Kat’s Adventures in Dating: Misadventures in Feminism

I am an unabashed feminist. I have been my whole life. It’s probably genetic, and it’s definitely not something I’ve ever felt ashamed of. I tend to gravitate towards people who feel similarly in my dating life (because otherwise someone would probably end up murdered), but there have been times when my outspoken feminism has made things… funny. 

The Money Clip

I first started seeing Peter in college. We worked together at the student-run company on campus. He was from Texas, and I was from New Mexico, so we had a certain understanding. We were also pretty good friends before our first date, and had a lot of friends in common. 

So when he asked me out to dinner and a movie for our first date, my friend Lindsay gushed: “Oh, just wait, he’ll bring out the money clip.”

Peter was wealthy, you see, and had a reputation for positively spoiling his dates. Of course this didn’t make him more interesting to me; I liked him because we had a shared interest in Star Trek and spoke a similar language, since we were from the same part of the country. And he was cute. And funny. And genuinely kind. 

So I poo-pooed Lindsay when she said this, saying that this wouldn’t matter to me. 

But I can’t lie: as a working college student, the idea of someone buying me dinner was a nice one. Being spoiled sounded nice, too. Gifts are one of my love languages, and while I’m not a materialistic person, I do enjoy a thoughtful physical gift. Images of roses and jewelry danced in my head, even though I told myself that was stupid, and definitely not what mattered. 

The night of our date, we headed to the movie theater. In line, Peter turned to me and, with all earnestness and a genuine desire to make me happy, said:

“I know you’re a feminist. So I wanted to let you know, I’m totally okay with you paying for your own movie ticket.”

I nodded my head. Of course I would pay for my own movie ticket. 

For the record, I make a point of never agreeing to go on a date that I can’t fully pay for on my own, including my date’s portion. I always offer to split the bill, and I often pay for the whole thing myself. But I know that some people, men especially, feel like it’s “not a date” if they let their partner pay, so I don’t mind fudging on that. 

Of course, this wasn’t something I could tell Peter, who was really trying to show that he understood where I was coming from. So I shelled out my $10 and we enjoyed an evening of “Ocean’s 11”. 

Verdict: We didn’t work out in the end, but remained friends. We still follow each other on social media. He’s happily married with two adorable kids, and I couldn’t be happier for him. 

The Junior Associate

I met William on OKCupid and we decided to meet in person at a dive bar in New York. I was 26 or so at the time and he was a few years older than me, probably in his 30s, and a relatively successful lawyer (and, I would realize years later, also a pretty rowdy alcoholic). We met at the dive bar and ordered bourbon and ginger ales.

He was a lot of fun and good looking, with a big beard and broad shoulders. He was from the south, too (hence the bourbon) and had a sarcastic sense of humor. We talked about music and politics and got on swimmingly. 

What I remember most from the date was that I had driven my car and parked it in front of the dive bar, and some douche bag kept sitting on it to smoke a cigarette. Every time he did, I’d press the PANIC button on my keys and scare the poowatty out of him as the alarm went off. Fun times.

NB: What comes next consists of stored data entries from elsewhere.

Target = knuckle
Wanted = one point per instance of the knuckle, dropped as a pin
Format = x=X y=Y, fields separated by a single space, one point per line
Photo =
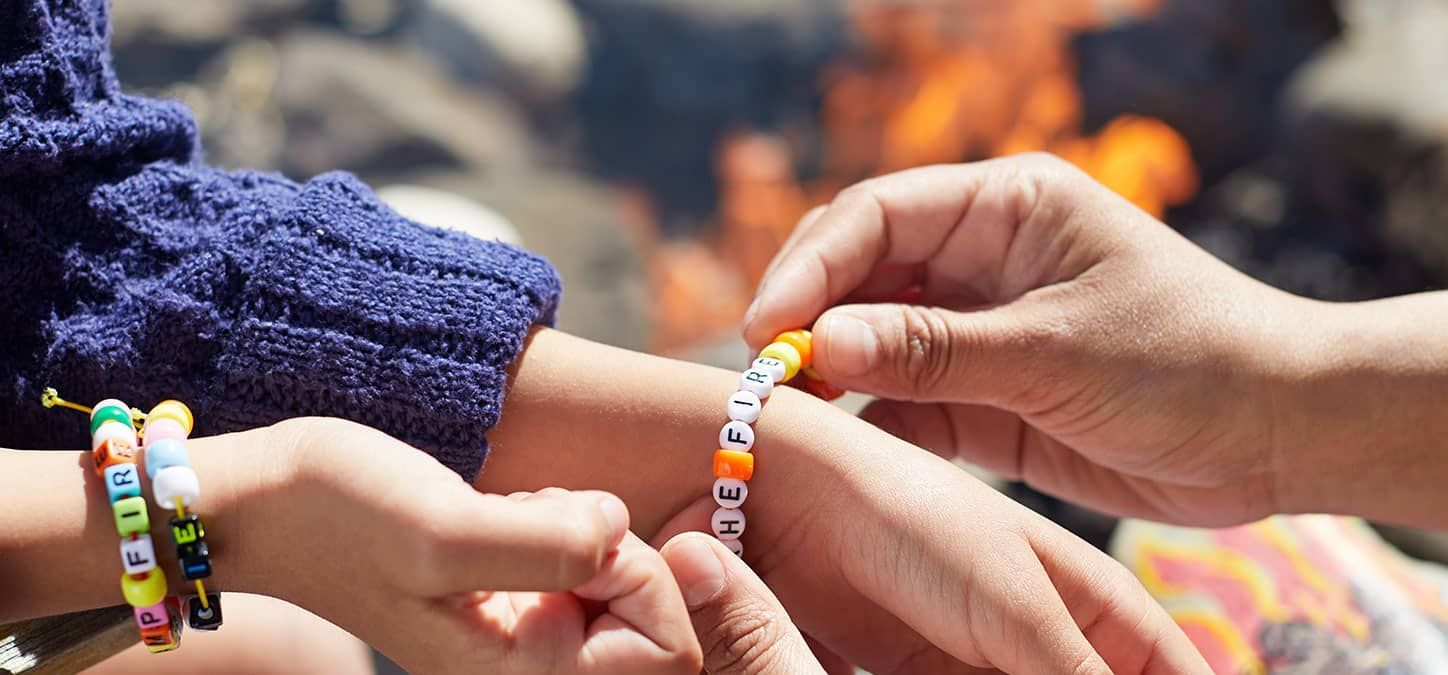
x=1091 y=665
x=744 y=639
x=579 y=549
x=927 y=348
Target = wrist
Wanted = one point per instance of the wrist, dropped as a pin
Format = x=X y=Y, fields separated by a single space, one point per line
x=1361 y=430
x=245 y=481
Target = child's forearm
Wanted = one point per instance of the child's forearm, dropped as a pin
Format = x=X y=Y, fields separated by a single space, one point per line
x=582 y=414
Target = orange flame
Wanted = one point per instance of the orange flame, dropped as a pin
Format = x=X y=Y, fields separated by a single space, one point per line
x=937 y=81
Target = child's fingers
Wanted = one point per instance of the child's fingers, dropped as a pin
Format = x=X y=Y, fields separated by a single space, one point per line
x=740 y=625
x=646 y=627
x=548 y=541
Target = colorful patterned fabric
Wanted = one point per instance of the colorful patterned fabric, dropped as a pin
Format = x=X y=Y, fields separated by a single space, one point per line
x=1295 y=594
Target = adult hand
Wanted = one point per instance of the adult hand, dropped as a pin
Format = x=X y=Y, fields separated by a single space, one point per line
x=899 y=562
x=1027 y=319
x=388 y=543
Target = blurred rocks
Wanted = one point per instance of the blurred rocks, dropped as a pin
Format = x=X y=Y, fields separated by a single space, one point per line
x=668 y=78
x=448 y=210
x=533 y=49
x=313 y=102
x=1390 y=64
x=210 y=21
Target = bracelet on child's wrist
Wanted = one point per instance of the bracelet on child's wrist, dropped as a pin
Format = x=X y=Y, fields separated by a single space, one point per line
x=161 y=442
x=779 y=362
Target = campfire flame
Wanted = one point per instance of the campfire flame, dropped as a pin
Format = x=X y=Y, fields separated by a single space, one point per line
x=936 y=81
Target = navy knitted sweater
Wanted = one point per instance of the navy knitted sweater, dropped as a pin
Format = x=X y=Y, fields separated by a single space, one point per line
x=131 y=268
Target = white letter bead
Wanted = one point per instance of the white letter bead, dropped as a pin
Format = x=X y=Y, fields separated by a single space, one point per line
x=758 y=383
x=773 y=367
x=744 y=407
x=730 y=493
x=138 y=555
x=173 y=483
x=736 y=436
x=729 y=523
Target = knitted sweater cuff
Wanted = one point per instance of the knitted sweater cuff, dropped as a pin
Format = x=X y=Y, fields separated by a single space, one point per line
x=351 y=310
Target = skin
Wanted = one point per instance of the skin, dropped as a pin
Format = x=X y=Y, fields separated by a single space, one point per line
x=393 y=548
x=857 y=530
x=1018 y=315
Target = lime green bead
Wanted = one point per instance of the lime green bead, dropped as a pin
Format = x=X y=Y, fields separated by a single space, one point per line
x=144 y=590
x=110 y=413
x=785 y=352
x=131 y=516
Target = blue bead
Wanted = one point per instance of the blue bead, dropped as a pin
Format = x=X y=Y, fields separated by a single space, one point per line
x=165 y=452
x=122 y=480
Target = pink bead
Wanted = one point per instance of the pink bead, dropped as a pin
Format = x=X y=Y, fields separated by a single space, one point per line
x=152 y=616
x=162 y=428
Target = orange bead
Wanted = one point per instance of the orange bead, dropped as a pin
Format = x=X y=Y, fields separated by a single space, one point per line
x=112 y=452
x=733 y=464
x=798 y=339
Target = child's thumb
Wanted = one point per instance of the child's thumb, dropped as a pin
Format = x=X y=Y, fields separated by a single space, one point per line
x=546 y=541
x=740 y=625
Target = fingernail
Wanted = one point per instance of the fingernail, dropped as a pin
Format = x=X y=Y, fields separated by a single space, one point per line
x=617 y=516
x=697 y=569
x=850 y=344
x=752 y=312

Anyway, William and I had a few drinks and then decided to grab some food at a nearby diner. We ordered burgers and fries, and I remember him taking some of my fries without asking after he had finished his. I don’t mind this, because I’m a sharer and I wasn’t going to finish them anyway. I think at the time I thought it was charmingly intimate. Now, I think it was kind of entitled. And probably a red flag that he didn’t even acknowledge that they were, in fact, my fries. I think I paid for my meal and my drinks, too, come to think of it. 

At one point we were discussing pay for some reason and I mentioned the gender wage gap. At the time, the statistic was that women made 75% of every dollar a man made at the same job.

“That’s not true,” William said.

“Uh, yes it is,” I said, a little befuddled. 

I thought it was pretty common knowledge. In fact, it was a joke among many dates I’d been on – they’d say, “Oh, I’ll get this meal, you can save yourself the quarter.” Or something similarly jokey. 

“There’s no way that the woman partner at my firm is paid less than the men,” he argued.

“I don’t think you can know that for sure,” I countered.

“That’s just your opinion,” he came back at me. 

At the time, I didn’t have the wherewithal to tell him that he was confusing anecdotal evidence for statistics. (Another moment in #math.) And that the whole discussion of the gender pay gap is far more nuanced than what an individual attorney makes at a firm. 

After a little back and forth, he got really quiet and asked if I could drive him home because it was raining.

I dropped him off at his gated apartment building. And that was it.

I told a friend about it the next day and she got mad on my behalf.

“It’s not your opinion,” she said, “it’s a statistic. What an idiot.”

Verdict: I never heard from William again. I hope he asks before he takes another woman’s fries, God help him.